While Barghouti did not actually submit his own list, he refused to endorse Abbas. According to the PCPSR survey conducted shortly before the cutoff date for submitting the lists, had Barghouti submitted a list it would have enjoyed 28% support, as opposed to the 22% who would have voted for the Abbas “official Fatah list” in a head-to-head race.
Dahlan’s list enjoyed only 10% support, with support for the “official Fatah list” rising in this scenario to 29%, and Al-Qidwah’s list would only have enjoyed 7% support as opposed to 30% support for the “official Fatah list.”
Since it is possible that the split in Fatah was more reflective of diminished support for Abbas rather than a real desire to disband Fatah, the last elections held within Fatah may also provide some insight as to Abbas’ replacement as the head of Fatah. Held in 2016, the election results were as follows: 1) Marwan Barghouti 2) Jibril Rajoub 3) Muhammad Shtayyeh 4) Hussein Al-Sheikh 5) Mahmoud Al-Aloul 6) Tawfiq Tirawi. Al-Qidwah placed 11th.
Theoretically, were Abbas to leave the scene, and in the absence of a special Israeli Presidential pardon for Barghouti, Rajoub would clearly see himself as entitled to be the next leader of Fatah.
Having now filled the position of PA Prime Minister for over two years, Muhammad Shtayyeh would also, no doubt, see himself as a potential replacement for Abbas as head of Fatah.
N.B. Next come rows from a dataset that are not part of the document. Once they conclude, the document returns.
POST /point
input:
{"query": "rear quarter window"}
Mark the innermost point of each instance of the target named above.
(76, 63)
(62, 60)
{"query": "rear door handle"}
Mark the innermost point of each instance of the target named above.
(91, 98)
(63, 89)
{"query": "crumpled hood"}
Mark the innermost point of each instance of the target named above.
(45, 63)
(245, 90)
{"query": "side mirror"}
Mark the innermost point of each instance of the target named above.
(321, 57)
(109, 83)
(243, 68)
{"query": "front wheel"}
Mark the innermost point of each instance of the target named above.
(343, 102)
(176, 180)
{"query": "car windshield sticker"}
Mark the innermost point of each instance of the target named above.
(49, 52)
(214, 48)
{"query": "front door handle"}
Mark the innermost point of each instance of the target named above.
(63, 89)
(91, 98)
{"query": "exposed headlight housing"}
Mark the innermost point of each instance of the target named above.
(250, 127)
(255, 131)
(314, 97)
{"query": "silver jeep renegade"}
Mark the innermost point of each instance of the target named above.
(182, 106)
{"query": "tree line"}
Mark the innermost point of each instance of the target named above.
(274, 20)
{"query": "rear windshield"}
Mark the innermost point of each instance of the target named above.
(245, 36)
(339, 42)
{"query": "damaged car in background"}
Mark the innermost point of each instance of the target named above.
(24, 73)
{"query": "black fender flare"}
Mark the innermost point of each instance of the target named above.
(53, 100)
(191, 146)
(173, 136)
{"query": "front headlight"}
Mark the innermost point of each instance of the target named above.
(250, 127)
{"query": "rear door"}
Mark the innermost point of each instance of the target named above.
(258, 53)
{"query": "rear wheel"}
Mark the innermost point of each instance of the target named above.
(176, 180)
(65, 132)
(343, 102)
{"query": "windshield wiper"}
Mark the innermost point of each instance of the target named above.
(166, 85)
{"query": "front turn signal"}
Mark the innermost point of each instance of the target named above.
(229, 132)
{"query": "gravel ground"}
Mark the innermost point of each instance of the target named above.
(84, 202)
Mahmoud Al-Aloul, would also probably stake his claim to replace Abbas. While he placed only 5th in the internal elections, in early 2017 Abbas appointed him as the deputy chairman of Fatah, a position he has filled since then.
Most recently, Hussein Al-Sheikh, the PA Head of Civil Affairs has also been reported to have considerable influence over Abbas and could be a potential successor.
The main question regarding Fatah is less concerned with the identity of the leader, but rather whether the new leader will be able to reunite the ranks of the splintered faction. A splintered Fatah will almost certainly guarantee that Hamas would win any PA general election and take over the PA.
Since the creation of the PA, the head of Fatah, who also the head of the PLO, has functioned, de jure and de facto, as the PA chairman. The rising popularity of Hamas, which resulted in its 2006 election success, was the first major sign that the Fatah and PLO hegemony was on the decline. While the international community and, to an extent, some of the Palestinians were willing to allow Abbas, personally, to maintain the semblance and charade of Palestinian unity, in practice the PA has not represented all Palestinians for over 15 years. When Abbas goes, Fatah will be divided, and the continued role of the PLO will be unclear.
When that day comes there will be two options: hold elections, or allow one of the Fatah contenders to seize control. If PA elections were held, Hamas, an internationally designated terror organization, would win, according PCPSR surveys. If PA elections are not held and one of the Fatah contenders is allowed to vanquish his opponents and seize control of the PA, that leader will objectively lack any legitimacy.
Either way, following Abbas’ departure, which will in all likelihood come soon, the PA is sure to face considerable political turmoil.